Stockholm-based digital healthcare provider Kry, called Livi in the UK and France, raised €262 million in a Series D round in May, highlighting how investor interest in healthtech is not abating, even as coronavirus lockdowns lift and people can go back to their doctors.
“The underlying megatrend was obviously there before the pandemic, and a lot of the big policy changes in Europe had actually been implemented before the pandemic,” Kry CEO and co-founder Johannes Schildt told Tech.eu in an interview, adding that the virus outbreak has simply ensured that what they offer will be part of any healthcare system moving forward.
Kry puts patients in contact with doctors and other health professions for remote video consultations via their telemedicine platform. In 2020, it expanded outside of Europe with the launch of its Kry Connect video-consultation app in the US.
Founded in 2015, Kry is now present in five EU markets, where it also employs and trains it own local clinicians and partners with third-party clinics. In March this year, it merged with Swedish healthcare company Helsa, and took over its physical health centres.
In terms of international expansion strategy, Schildt says regulatory frameworks are always the biggest questions when it comes to launching in a new market — in some places, it may not even be legal to offer their services at all. “In some markets you couldn't make a diagnosis if you're not in the same room as the patient,” he says.
The second big consideration is how to create a functional business model so they get paid for delivering their tools and services.

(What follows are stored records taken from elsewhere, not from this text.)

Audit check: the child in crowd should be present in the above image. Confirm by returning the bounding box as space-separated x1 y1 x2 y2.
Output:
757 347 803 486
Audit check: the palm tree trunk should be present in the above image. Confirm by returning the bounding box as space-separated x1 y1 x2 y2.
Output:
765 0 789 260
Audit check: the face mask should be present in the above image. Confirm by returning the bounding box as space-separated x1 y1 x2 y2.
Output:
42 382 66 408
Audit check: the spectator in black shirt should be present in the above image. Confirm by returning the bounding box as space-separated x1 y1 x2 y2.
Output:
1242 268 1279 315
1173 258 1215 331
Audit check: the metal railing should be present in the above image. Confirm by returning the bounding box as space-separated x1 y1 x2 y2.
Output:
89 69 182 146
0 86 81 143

Unlike in the US, where private healthcare companies and employers pay for health services, in Europe it is usually public health systems and larger private insurance companies.
While the tech and product side of their business is very scalable for Kry, figuring out who will reimburse them in each individual market can be complicated.
“On the payer side there is obviously a difference between addressing the National Health services in the UK, versus Sweden, versus the public payers of France for example, or a private payer or going directly to the consumer.”
“You look into the maturity of the market and if there is any existing infrastructure you could use— e-prescriptions for example,” Schildt says. “In Sweden, there’s a fairly well-built system that we can use nationwide to do e-prescriptions and in France there was nothing—when we initially launched we built that ourselves in two weeks and scaled it nationwide.”
Some of the biggest surprises they encountered in new markets were to do with societal and cultural differences in how people view and consume healthcare.
"In Sweden, theres a huge accessibility problem," he says. "You see that in a lot of European countries there are a lot of inequalities when it comes to access, depending on where you live and who you are."
Even though European countries have no shortage of highly skilled healthcare professionals, Schildt says that "an inefficiency problem within in the system leads to inequalities within access."